💋15💋

2.2K 162 20
                                    


Otobüsten indiğim an derin bir nefes verip toparlandım. Ufacık tefecik evimden buraya gelmem tam tamına kırk üç dakikamı alırken nasıl dağılmam? Hele ki kırk üç dakikanın hepsini ayakta geçirirken...

Yavaş adımlarla fakülteye doğru ilerlerken bir anda adımın seslenilmesiyle durdum. Malumunuz pek kullanılan bir isim değildi.

Başımı arkama çevirdiğimde bana el sallayan Yiğit'i görünce durup yanıma gelmesini bekledim.

Sabah sabah enerjik olan insanlardan nefret ettiğimi demiş miydim?

"Günaydın!" diye keyifle söylenip bir de harfleri uzatınca kaşlarım havalandı. İnsan en az üç saat maksimum bu zamana kadar dört buçuk saat aralıksız ders anlatan bir hocanın dersinin olduğu gün bu kadar sevinçle kalkabilir miydi?

Bende kendimi bu mesleğe aşık zannederdim.

"Günaydın." dedim. Sesimin tonu onun heyecanının aksine bitik ve tükenmişti.

"Güzel bir güne başlamamışsın sanırım." dediğinde omuz silktim.

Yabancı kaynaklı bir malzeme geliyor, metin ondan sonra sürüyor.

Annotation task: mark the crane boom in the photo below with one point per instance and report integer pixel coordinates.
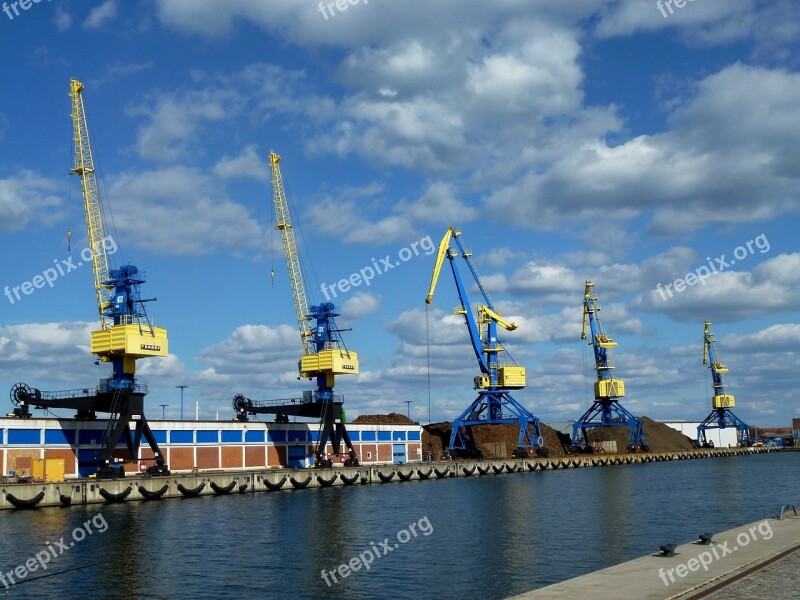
(284, 224)
(84, 167)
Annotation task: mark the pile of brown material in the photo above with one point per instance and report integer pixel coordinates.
(390, 419)
(493, 441)
(657, 436)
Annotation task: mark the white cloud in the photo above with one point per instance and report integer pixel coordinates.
(769, 289)
(186, 212)
(63, 19)
(100, 15)
(248, 164)
(360, 305)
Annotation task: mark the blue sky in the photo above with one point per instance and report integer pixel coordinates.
(568, 140)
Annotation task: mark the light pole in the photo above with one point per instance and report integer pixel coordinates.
(183, 387)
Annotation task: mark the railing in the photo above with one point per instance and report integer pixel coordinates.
(284, 401)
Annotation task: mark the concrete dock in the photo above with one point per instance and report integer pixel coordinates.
(759, 560)
(83, 491)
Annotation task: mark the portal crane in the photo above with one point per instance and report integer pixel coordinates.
(606, 410)
(325, 354)
(499, 374)
(125, 335)
(721, 415)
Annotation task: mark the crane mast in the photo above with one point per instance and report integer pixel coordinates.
(324, 352)
(494, 404)
(721, 415)
(125, 335)
(606, 410)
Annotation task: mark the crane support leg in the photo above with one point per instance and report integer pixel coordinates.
(722, 418)
(608, 413)
(490, 408)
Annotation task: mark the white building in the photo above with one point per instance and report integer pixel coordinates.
(721, 438)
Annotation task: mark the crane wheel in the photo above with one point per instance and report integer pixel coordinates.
(241, 404)
(20, 392)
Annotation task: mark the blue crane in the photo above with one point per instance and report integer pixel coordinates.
(126, 334)
(499, 374)
(721, 415)
(606, 410)
(325, 354)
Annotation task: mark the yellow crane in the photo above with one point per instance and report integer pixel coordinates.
(324, 352)
(125, 335)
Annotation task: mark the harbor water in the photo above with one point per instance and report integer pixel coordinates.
(490, 537)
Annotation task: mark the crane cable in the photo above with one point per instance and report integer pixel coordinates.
(428, 350)
(69, 216)
(585, 376)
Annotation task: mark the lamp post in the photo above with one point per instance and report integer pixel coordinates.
(182, 387)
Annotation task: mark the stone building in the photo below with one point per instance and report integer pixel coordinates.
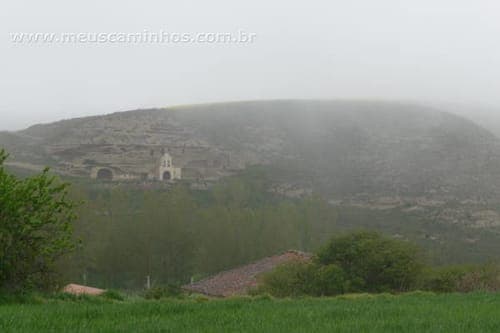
(165, 169)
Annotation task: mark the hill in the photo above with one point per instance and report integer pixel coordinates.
(344, 149)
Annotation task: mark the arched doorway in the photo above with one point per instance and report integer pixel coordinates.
(105, 174)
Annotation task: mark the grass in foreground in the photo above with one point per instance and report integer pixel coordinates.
(414, 312)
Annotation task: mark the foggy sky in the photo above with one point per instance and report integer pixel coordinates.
(444, 51)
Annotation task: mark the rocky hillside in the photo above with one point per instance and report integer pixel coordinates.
(345, 149)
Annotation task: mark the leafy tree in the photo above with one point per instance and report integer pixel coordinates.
(35, 228)
(373, 262)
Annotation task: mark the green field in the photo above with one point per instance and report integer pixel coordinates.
(416, 312)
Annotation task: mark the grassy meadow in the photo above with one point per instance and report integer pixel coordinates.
(413, 312)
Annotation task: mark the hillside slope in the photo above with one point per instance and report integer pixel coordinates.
(339, 148)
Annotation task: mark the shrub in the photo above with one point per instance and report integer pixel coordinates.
(35, 229)
(445, 279)
(374, 263)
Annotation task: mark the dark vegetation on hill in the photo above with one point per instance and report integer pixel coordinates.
(348, 153)
(338, 148)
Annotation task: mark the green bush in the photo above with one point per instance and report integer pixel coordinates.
(445, 279)
(373, 262)
(35, 229)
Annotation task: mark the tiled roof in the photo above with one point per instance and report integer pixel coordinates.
(239, 280)
(77, 289)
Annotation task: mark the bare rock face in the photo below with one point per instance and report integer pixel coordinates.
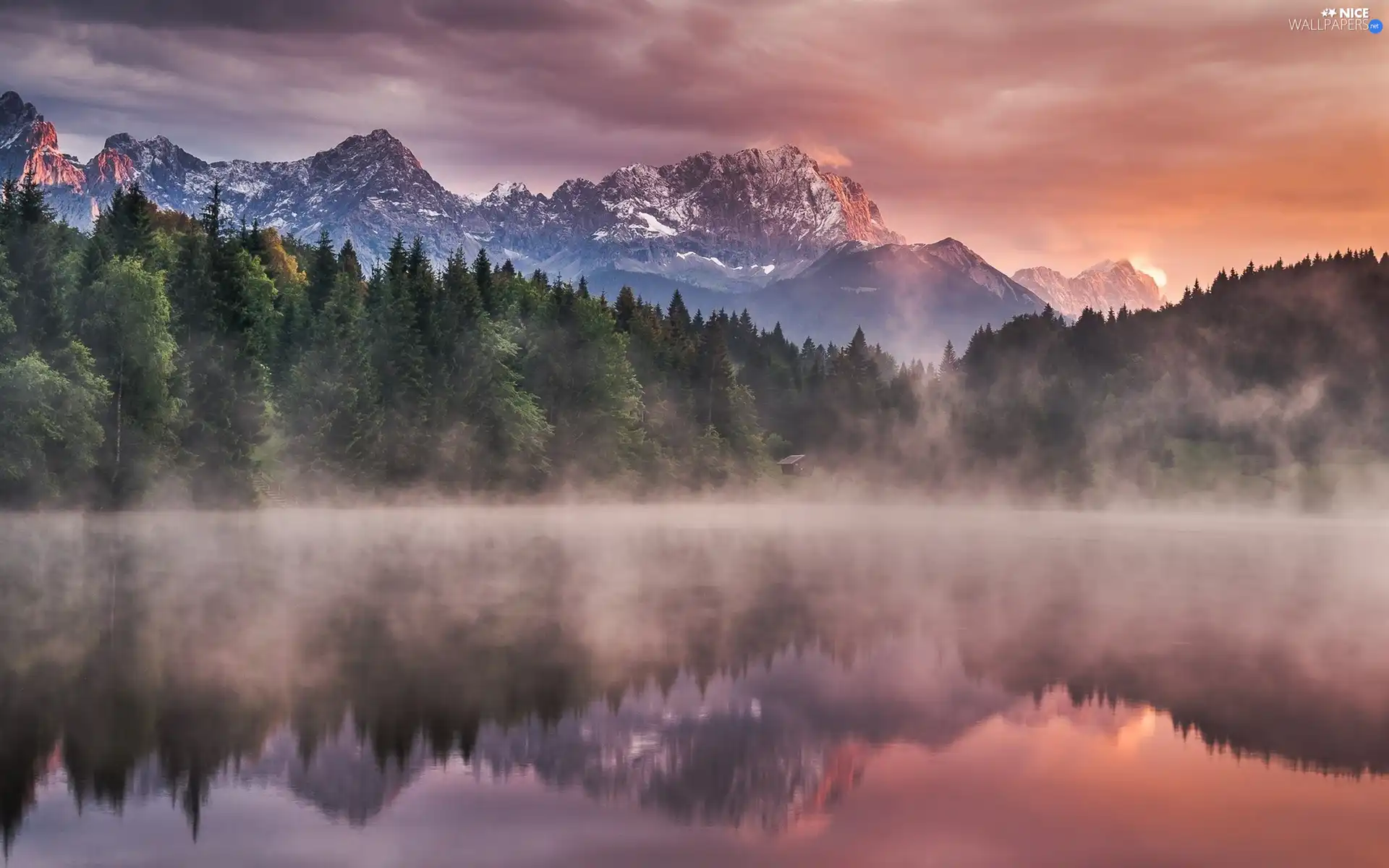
(729, 221)
(735, 221)
(1102, 288)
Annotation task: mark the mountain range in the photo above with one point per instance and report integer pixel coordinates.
(768, 231)
(1102, 286)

Her zaman güzel bir güne başlayacak değildim ya!

Benim tepkisizliğime karşın gülümsedi. "O zaman ders önceki kafeteryaya. Sana bir kahve ısmarlayayım hemen!"

İtiraz etmedim. Kahve... Can damarımdı benim!

"Tamam."

Yan yana Tıp fakültesinin kafeteryasına girdiğimizde o doğruca kahve almaya yöneldi, ben de bu uğultunun içinde tenha bir köşeye geçip oturdum.

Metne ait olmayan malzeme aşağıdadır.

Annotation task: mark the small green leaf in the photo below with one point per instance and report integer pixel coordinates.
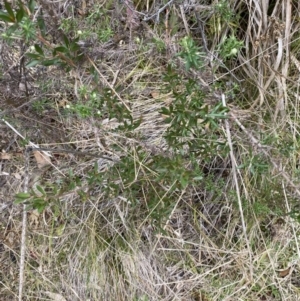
(5, 17)
(23, 195)
(9, 10)
(20, 15)
(41, 25)
(39, 49)
(66, 40)
(31, 5)
(41, 190)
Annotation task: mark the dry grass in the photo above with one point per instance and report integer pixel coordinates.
(228, 238)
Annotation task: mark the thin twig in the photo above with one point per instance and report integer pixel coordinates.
(238, 193)
(24, 228)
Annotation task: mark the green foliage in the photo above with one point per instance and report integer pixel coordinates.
(191, 53)
(193, 123)
(230, 47)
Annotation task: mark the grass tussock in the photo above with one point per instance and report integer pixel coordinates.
(173, 134)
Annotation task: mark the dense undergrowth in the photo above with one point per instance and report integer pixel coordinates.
(154, 147)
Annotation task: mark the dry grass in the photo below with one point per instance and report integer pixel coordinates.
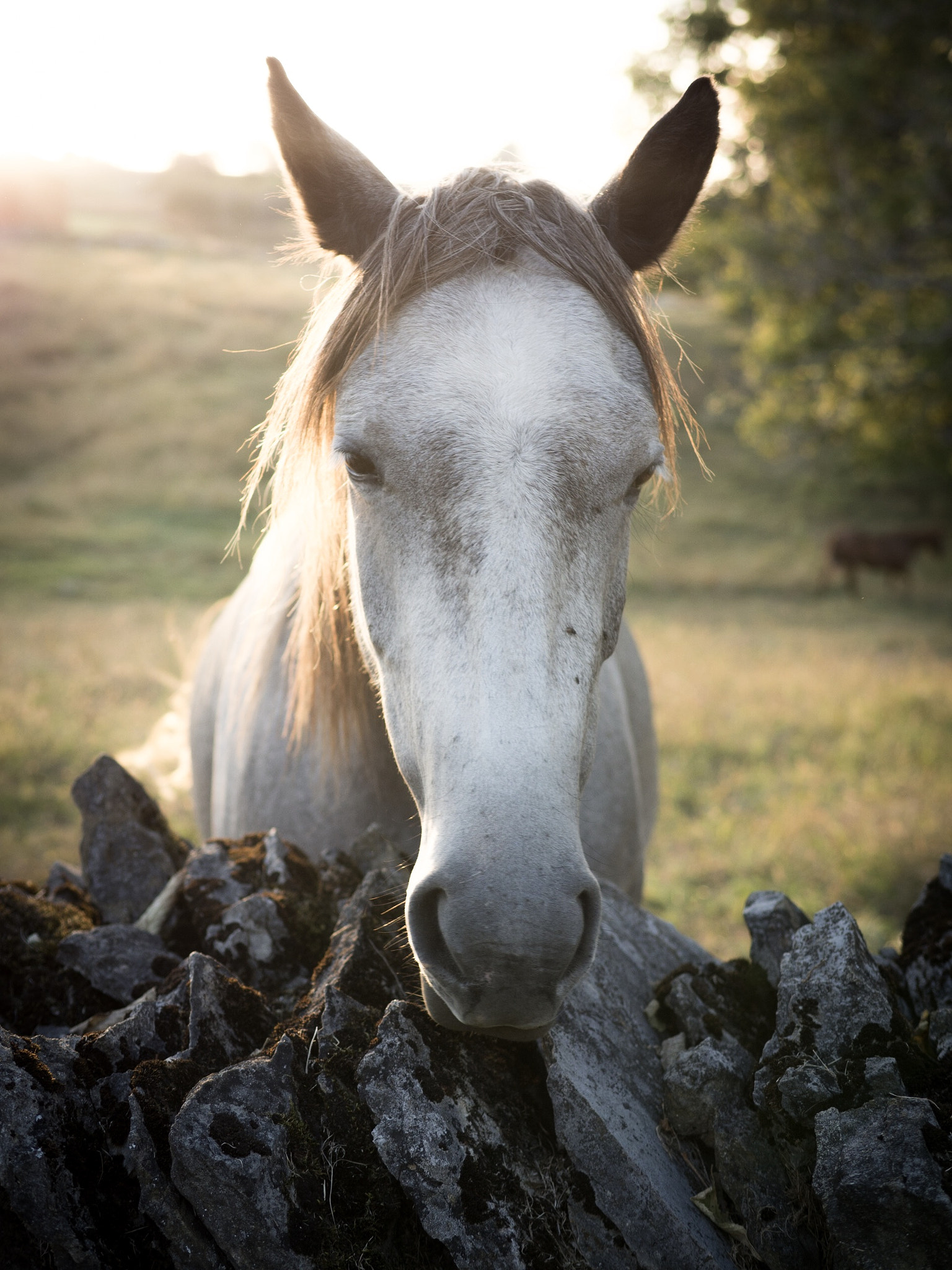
(804, 737)
(805, 747)
(76, 678)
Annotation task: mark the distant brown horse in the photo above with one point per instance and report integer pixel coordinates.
(888, 553)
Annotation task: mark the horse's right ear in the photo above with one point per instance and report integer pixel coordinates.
(645, 205)
(342, 197)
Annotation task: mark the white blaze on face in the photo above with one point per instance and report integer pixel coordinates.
(501, 424)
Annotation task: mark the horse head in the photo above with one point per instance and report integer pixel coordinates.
(495, 433)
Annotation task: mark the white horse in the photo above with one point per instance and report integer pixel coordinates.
(432, 626)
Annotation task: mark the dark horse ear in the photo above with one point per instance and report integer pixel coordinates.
(343, 197)
(645, 205)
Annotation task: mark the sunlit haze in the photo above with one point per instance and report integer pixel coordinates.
(425, 88)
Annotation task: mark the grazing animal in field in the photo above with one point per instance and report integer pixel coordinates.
(888, 553)
(433, 623)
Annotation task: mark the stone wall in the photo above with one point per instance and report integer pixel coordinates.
(218, 1057)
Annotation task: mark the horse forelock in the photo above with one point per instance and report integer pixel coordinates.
(480, 219)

Serdar Ortaç dinleyesim vardı. Yıldız Tilbe gibi hissedesim vardı. Ajda Pekkan gibi dinç olasım vardı.

Bana damardan bir üçlü kombo lazımdı.

Kahveleri alıp yanıma gelen Yiğit birini önüme bıraktığında teşekkür ederek bardağı elime aldım. Bu soğukta en sevdiğim his buz tutmuş ellerimi böylesi bir sıcaklıkla ısıtmaktı.

"Afiyet olsun."

Kahveyi dudaklarıma götürüp hafifçe üfledim ve dilimin yanacağını bildiğim halde hızlı bir yudum aldım. Sıcak gözlerimi hafifçe doldurdu ve burnumu sızlattı ama aldırmadım.

"Çok iyi geldi bu." dediğimde tebessüm etti.

"Ben biletleri hallettim." dediğinde kaşlarım havalandı.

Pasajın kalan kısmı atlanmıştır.